Results 1 to 9 of 9

Thread: Pre-compressor project. Seeking collaboration.

  1. #1
    Member
    Join Date
    Aug 2016
    Location
    Lisbon
    Posts
    19
    Thanks
    4
    Thanked 8 Times in 8 Posts

    Talking Pre-compressor project. Seeking collaboration.

    Hi fellows

    I believe a pre-compressor could be done, that represents the same information in less bytes, but without getting it into random data. Just like a dictionary compressor and some (almost a dozen) added concepts. Then running through paq should compress more than the initial data, as it weights less than that. Razor Occam's right?
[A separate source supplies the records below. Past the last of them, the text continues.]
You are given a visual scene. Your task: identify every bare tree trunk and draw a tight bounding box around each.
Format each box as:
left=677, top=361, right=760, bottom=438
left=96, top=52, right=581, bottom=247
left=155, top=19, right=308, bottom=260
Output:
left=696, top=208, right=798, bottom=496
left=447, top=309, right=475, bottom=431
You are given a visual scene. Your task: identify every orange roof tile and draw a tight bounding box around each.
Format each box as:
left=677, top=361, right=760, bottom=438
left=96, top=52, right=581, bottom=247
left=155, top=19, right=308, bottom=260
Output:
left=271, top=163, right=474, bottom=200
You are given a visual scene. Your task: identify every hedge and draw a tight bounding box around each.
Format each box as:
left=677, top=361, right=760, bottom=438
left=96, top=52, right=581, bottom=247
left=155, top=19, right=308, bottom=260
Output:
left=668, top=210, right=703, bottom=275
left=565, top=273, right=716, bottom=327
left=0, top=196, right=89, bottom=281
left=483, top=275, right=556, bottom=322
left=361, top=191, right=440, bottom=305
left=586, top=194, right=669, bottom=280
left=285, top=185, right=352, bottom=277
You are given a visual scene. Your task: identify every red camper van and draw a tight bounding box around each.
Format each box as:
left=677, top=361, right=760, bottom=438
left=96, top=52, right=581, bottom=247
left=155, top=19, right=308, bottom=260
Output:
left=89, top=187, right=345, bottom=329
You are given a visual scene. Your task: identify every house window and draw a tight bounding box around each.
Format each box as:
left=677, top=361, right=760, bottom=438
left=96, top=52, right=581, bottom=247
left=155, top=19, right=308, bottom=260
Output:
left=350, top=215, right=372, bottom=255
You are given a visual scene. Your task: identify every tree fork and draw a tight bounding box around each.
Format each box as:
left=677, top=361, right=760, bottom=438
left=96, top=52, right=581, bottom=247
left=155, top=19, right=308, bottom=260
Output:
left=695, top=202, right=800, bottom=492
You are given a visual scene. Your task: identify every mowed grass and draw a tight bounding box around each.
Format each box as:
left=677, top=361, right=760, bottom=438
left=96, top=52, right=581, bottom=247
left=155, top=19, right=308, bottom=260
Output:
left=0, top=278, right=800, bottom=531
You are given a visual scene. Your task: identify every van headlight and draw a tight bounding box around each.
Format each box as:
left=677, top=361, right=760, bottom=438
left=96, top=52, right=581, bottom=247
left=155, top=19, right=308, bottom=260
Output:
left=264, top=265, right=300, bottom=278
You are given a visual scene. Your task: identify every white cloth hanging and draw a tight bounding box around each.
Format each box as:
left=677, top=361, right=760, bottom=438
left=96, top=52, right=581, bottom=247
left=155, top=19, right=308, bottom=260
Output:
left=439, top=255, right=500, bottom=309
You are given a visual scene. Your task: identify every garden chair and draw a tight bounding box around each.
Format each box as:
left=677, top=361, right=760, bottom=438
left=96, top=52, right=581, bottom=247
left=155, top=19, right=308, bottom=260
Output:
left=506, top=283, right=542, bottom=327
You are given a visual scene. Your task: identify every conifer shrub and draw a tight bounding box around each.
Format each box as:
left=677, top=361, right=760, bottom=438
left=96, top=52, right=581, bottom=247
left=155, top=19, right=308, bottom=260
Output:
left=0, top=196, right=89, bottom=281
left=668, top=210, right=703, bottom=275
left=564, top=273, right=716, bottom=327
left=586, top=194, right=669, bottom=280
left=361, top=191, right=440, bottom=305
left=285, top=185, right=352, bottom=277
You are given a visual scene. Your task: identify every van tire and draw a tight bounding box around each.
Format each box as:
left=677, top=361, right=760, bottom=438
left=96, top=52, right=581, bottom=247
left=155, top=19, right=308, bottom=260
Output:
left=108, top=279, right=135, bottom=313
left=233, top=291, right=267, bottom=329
    I had an injury for 2 months which allowed me to start working on it, but now I have to work again and I think I won't finish it in years (also the concepts and programming are very hard to implement for my skill level). I looked for help of friends but they either lack skill or time.

    Skills needed beyond OOP programming are regex, basic algorithms and math multicombinations. It's on PHP right now because it's the language I worked with for the last years. But it's just a draft easily translatable for a fresh start in C. It's like 12 classes over 2k lines so far. It wouldn't take double than that.


    I could only test on parts of the project, but I already have think of all the implementation, which could be in the future the basis for an IA-like program that compresses.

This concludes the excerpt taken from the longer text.